Acute toxicity: via inhalation route
Endpoint conclusion
- Endpoint conclusion:
- no study available
Acute toxicity: via dermal route
Link to relevant study records
- Endpoint:
- acute toxicity: dermal
- Type of information:
- experimental study
- Adequacy of study:
- key study
- Study period:
- From 27 March 2013 to 10 April 2013
- Reliability:
- 1 (reliable without restriction)
- Rationale for reliability incl. deficiencies:
- other: The study was conducted according to the OECD Guideline and EU Method in compliance with GLP.
- Qualifier:
- according to guideline
- Guideline:
- OECD Guideline 402 (Acute Dermal Toxicity)
- Deviations:
- no
- Qualifier:
- according to guideline
- Guideline:
- EU Method B.3 (Acute Toxicity (Dermal))
- Deviations:
- no
- GLP compliance:
- yes (incl. QA statement)
- Test type:
- other: Limit test
- Limit test:
- yes
- Species:
- rat
- Strain:
- other: Wistar (RccHan:WIST)
- Sex:
- male/female
- Details on test animals or test system and environmental conditions:
- TEST ANIMALS
- Source: Harlan Laboratories UK Ltd., Oxon, UK.

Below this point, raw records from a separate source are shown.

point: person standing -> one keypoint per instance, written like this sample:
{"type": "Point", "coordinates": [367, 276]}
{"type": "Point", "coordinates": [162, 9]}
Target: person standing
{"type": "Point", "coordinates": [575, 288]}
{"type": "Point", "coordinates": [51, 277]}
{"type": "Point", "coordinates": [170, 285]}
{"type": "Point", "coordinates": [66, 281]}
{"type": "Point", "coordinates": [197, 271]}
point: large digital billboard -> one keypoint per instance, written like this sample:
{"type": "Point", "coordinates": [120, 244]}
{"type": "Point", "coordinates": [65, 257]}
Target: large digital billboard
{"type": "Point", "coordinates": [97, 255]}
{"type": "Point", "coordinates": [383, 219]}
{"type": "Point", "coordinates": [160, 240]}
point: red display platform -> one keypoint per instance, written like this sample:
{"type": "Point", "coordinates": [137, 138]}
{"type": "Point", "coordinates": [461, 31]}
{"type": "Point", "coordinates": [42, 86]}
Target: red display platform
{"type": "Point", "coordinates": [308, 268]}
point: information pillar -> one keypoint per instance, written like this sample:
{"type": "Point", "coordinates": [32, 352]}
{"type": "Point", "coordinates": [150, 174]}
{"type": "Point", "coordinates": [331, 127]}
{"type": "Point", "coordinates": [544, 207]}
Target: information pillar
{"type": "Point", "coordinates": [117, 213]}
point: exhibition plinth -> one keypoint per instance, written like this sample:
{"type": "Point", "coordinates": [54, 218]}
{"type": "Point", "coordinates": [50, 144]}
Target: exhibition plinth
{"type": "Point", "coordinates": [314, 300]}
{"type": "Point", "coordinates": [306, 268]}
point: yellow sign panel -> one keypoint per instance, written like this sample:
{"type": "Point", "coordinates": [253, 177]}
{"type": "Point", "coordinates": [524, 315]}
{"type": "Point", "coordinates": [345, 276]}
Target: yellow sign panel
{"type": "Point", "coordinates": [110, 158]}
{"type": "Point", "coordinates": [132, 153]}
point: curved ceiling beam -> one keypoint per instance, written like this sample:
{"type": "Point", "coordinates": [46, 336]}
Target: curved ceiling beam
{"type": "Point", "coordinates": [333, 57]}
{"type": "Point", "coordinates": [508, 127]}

- Age at study initiation: 8-12 week
- Weight at study initiation: 200 g ±20%
- Housing: The animals were housed in suspended solid floor polypropylene cages furnished with woodflakes. The animals were housed individually during the 24 h exposure period and in groups of five, by sex, for the remainder of the study.
- Diet: 2014C Teklad Global Rodent diet supplied by Harlan Laboratories UK Ltd., Oxon, UK ( ad libitum)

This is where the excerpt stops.